35. A Justiça Comum e a legislação anterior também não apresentaram soluções para as medidas punitivas nem para as preventivas ou de proteção integral às mulheres. Examinando-se o modo pelo qual a violência doméstica era tratada pela Justiça Comum, a pesquisa de Carrara, Vianna e Enne realizada no Rio de Janeiro de 1991/1995, “mostra que a Justiça condena apenas 6% dos casos de lesão corporal contra as mulheres, enviados pelas Delegacias da Mulher para a Central de Investigações, encarregada da distribuição às Varas Criminais.”3

36. O presente Projeto propõe inovações específicas para os Juizados Especiais Criminais. As inovações gerais propostas, como a previsão dos procedimentos dos Capítulos do Ministério Público, Assistência Judiciária, Equipe de Atendimento Multidisciplinar e Medidas Cautelares, aplica-se em todos os Juizados e Varas.

37. O atual procedimento inverte o ônus da prova, não escuta as vítimas, recria estereótipos, não previne novas violências e não contribui para a transformação das relações hierárquicas de gênero. Não possibilita vislumbrar, portanto, nenhuma solução social para a vítima. A política criminal produz uma sensação generalizada de injustiça, por parte das vítimas, e de impunidade, por parte dos agressores.

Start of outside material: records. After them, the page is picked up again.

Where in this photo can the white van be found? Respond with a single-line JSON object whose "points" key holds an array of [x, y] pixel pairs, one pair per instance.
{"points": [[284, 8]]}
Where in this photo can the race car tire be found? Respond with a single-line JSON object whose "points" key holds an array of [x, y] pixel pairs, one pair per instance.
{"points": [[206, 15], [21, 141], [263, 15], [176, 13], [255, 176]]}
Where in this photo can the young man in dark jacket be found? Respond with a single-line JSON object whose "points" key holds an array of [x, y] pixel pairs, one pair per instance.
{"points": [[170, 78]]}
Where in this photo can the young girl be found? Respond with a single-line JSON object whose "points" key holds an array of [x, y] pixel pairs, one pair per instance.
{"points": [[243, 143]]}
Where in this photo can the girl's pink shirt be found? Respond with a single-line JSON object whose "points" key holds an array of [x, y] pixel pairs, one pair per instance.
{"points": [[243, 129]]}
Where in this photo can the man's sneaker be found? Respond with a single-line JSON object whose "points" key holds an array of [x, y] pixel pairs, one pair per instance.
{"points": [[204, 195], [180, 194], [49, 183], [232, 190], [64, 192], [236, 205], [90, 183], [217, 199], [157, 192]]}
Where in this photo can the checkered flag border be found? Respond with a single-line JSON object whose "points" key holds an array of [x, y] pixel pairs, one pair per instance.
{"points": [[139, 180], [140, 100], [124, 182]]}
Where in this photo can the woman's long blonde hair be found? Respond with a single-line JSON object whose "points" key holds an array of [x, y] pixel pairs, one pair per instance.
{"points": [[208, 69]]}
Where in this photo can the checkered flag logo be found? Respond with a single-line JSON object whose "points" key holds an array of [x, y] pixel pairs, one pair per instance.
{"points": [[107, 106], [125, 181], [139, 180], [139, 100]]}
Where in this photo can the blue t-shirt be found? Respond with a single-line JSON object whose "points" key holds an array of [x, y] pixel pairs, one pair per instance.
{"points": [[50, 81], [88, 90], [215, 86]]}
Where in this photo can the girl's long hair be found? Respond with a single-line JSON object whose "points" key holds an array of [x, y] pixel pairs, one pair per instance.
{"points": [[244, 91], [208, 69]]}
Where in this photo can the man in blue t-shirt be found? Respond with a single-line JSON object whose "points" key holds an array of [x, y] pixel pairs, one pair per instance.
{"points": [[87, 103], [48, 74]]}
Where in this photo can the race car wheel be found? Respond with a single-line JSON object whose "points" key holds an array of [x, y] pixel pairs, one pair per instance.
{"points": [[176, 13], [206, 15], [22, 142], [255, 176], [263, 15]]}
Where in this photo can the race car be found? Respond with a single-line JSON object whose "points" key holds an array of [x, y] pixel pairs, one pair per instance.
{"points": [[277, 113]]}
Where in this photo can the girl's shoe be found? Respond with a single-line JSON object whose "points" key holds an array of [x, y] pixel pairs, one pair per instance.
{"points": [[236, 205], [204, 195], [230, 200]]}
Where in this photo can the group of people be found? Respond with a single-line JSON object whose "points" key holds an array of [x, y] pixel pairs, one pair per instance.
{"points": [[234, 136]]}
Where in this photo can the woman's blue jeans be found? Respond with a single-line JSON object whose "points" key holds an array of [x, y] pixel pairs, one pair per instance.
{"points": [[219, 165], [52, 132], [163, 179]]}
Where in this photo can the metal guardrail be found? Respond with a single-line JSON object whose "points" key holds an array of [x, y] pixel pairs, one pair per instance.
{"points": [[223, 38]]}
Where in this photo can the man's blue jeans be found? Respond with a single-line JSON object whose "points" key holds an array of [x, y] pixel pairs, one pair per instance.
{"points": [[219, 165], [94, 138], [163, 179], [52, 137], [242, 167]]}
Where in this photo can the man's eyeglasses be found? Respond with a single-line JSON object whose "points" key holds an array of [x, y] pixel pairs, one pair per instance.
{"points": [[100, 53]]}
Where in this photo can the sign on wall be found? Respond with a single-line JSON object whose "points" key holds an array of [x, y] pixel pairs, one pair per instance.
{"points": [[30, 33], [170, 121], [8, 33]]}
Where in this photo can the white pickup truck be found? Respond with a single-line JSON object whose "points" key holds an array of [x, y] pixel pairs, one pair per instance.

38. Nos Juizados Especiais Criminais, o juiz, ao tomar conhecimento do fato criminoso, designa audiência de conciliação para acordo e encerramento do processo. Estas audiências geralmente são conduzidas por conciliadores, estudantes de direito, que não detêm a experiência, teórica ou prática, na aplicabilidade do Direito. Tal fato pode conduzir a avaliação dos episódios de violência doméstica como eventos únicos, quando de fato são repetidos, crônicos e acompanhados de contínuas ameaças.

39. A conciliação é um dos maiores problemas dos Juizados Especiais Criminais, visto que é a decisão terminativa do conflito, na maioria das vezes induzida pelo conciliador. A conciliação com renúncia de direito de representação geralmente é a regra.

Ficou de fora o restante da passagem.